ECLI:NL:CRVB:2018:3958
Centrale Raad van Beroep
- Hoger beroep
- Rechtspraak.nl
Geen recht op kinderbijslag voor appellante op basis van de Algemene Kinderbijslagwet
In deze zaak heeft de Centrale Raad van Beroep op 6 december 2018 uitspraak gedaan in hoger beroep over de aanvraag van kinderbijslag door appellante, die in Marokko woont. Appellante had op 30 november 2015 kinderbijslag aangevraagd voor haar dochter, geboren in 1999. De Sociale verzekeringsbank (Svb) weigerde deze aanvraag op 29 december 2015, omdat appellante op de peildatum van 1 oktober 2014 niet verzekerd was voor de Algemene Kinderbijslagwet (AKW). De Svb handhaafde deze weigering in een beslissing op bezwaar op 20 juni 2016. De rechtbank Amsterdam verklaarde het beroep van appellante tegen deze beslissing ongegrond op 3 februari 2017.
In hoger beroep voerde appellante aan dat zij recht had op kinderbijslag omdat haar dochter onderwijs had gevolgd in Marokko. De Raad overwoog dat appellante nooit verzekerd was geweest op grond van artikel 26 van het Koninklijk Besluit 746, en dat zij op basis van artikel 7c van de AKW geen aanspraak kon maken op kinderbijslag. De Raad bevestigde dat appellante, gezien de geboortedatum van haar dochter, geen recht had op kinderbijslag en dat de kosten van het onderwijs van haar dochter niet relevant waren voor de verzekeringsstatus van appellante.

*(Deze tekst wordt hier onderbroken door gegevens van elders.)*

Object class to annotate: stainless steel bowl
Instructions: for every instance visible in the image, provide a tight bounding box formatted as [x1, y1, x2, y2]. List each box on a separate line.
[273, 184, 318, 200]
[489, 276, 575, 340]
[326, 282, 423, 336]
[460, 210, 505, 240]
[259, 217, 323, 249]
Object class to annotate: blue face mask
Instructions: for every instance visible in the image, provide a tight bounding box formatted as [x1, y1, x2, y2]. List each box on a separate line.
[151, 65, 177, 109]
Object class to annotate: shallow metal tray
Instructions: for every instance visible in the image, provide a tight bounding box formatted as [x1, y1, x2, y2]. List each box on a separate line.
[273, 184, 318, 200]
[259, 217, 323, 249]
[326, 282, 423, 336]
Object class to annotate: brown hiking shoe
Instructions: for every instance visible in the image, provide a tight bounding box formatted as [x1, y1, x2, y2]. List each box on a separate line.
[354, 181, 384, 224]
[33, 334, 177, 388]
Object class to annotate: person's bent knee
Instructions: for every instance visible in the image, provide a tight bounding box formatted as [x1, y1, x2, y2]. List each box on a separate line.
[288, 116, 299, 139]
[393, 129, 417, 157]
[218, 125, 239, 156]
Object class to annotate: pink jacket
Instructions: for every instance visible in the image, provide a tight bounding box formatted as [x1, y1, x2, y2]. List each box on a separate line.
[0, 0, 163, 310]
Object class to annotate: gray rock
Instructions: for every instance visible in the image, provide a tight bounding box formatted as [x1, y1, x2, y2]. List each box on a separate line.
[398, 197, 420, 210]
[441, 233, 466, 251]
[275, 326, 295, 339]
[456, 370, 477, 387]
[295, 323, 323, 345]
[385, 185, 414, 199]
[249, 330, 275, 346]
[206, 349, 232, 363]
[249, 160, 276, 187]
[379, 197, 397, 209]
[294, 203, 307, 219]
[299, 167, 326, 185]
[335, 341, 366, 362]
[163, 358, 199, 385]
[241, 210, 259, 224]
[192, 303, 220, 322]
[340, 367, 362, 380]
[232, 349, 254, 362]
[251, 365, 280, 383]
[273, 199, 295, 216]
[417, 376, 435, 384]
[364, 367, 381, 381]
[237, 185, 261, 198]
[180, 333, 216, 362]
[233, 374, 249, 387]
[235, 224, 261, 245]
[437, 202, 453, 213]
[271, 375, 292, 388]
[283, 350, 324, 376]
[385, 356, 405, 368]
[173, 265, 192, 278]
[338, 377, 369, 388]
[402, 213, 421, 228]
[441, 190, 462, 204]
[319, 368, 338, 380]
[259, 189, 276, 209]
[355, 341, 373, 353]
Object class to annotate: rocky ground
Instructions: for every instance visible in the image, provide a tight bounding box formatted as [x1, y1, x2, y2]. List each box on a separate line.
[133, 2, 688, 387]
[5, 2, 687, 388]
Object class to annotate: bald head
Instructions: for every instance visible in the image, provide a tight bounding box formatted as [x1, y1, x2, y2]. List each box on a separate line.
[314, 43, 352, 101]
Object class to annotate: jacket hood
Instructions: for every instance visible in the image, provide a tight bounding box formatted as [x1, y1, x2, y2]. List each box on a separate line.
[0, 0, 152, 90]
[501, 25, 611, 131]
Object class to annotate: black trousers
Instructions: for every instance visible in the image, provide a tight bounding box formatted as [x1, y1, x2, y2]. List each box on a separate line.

De Centrale Raad van Beroep concludeerde dat het hoger beroep niet slaagde en bevestigde de eerdere uitspraak van de rechtbank. Er was geen aanleiding voor een veroordeling in de proceskosten. De uitspraak werd gedaan door M.M. van der Kade, met Y. Azirar als griffier, en werd openbaar uitgesproken op 6 december 2018.